Leyla Tavsanoglu is a columnist for the republican newspaper Cumhuriyet, which has campaigned against political Islam ever since it was founded in 1924. "Geert Wilders is a very interesting man. Do you think he would have half an hour for me when he is here?" she asked eagerly.
"I fear political Islam as much as he does," she said. "Because more and more villages in Anatolia have banned alcohol, because my phone is being tapped, because my 80-year-old boss has been arrested, because someone threw a bomb over the fence here 18 months ago."
However she feels that Wilders' solution is wrong. "It is precisely because of these fears that we should admit Turkey into the European Union," she says. "Or we will lose this country to radical Islam and Europe will have a second Iran at its border. Surely that's not what he wants."
Secular Elite and Army Have Lost Power
Tavsanoglu's point of view represents that of most secular Turks who live in the affluent neighborhoods of Istanbul. She is the voice of an elite that, over the past seven years, has been gradually losing power to the emerging religious middle class, headed by the ruling AKP party of Prime Minister Recep Tayyip Erdogan.
Ironically, it was the very reforms required for EU membership that led the secular Turkish elite, and especially its guardian, the powerful Turkish army, to rapidly relinquish influence. Army generals are now being prosecuted for conspiracies and alleged coups, as are many secular and republican opinion leaders. These persecutions are among the 10 reasons Wilders has listed on his Web site for blocking Turkey's entry to the EU.
"Normally, the army belongs in the barracks. But I will make an exception for Turkey," Wilders wrote. "The Turkish army is the greatest defender of Kemal Ataturk's legacy, the man who compared Islam with a rotting corpse.

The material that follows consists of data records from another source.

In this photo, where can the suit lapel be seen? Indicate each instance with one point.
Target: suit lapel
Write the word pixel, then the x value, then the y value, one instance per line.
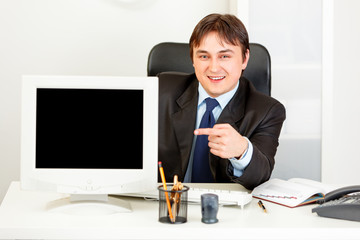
pixel 184 122
pixel 232 114
pixel 234 110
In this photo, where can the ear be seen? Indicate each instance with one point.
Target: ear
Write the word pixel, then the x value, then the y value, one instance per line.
pixel 246 60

Without the corrective influence of the army, Turkey would already be a second Iran."
This position is incomprehensible and indefensible, said Mustafa Akyol, a columnist and deputy editor of the Turkish Daily News and a practising Muslim. "Wilders forgets that Ataturk in his time (the 1920 and 30s) turned Turkey's face to the West, but that the West wasn't a very pleasant place at the time. Many of the European fascist and nationalist ideologies of the time, like that of authoritarian one-party states, were thus imported to Turkey and the secular Turks have held onto them until now.''
'The West's Biggest Fans'
When Akyol saw Wilders' film Fitna in 2008, he invited the Dutch politician to meet with him over a Turkish coffee so that Akyol could explain why he should not fear Turkish Islam. Given the chance, he said, he would tell Wilders that the ruling AKP party, with its roots in political Islam, has done more for democracy in Turkey than any of its predecessors. The government has continued its overtures to the Kurds and neighboring Christian Armenia, despite opinion polls showing many Turks oppose them.

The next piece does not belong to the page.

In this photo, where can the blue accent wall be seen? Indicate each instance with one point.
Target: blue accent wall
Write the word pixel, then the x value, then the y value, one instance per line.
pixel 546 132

"The Islamic movement in Turkey has changed radically since the 1990s," Akyol says. "The anger against the West originated from the anger against authoritarian secularism. This disappeared as soon as people realized European democracy would actually give them more rights as Muslims."
"Muslims are the West's biggest fans here," he says. "Wilders has nothing to fear. I would like to explain that to him."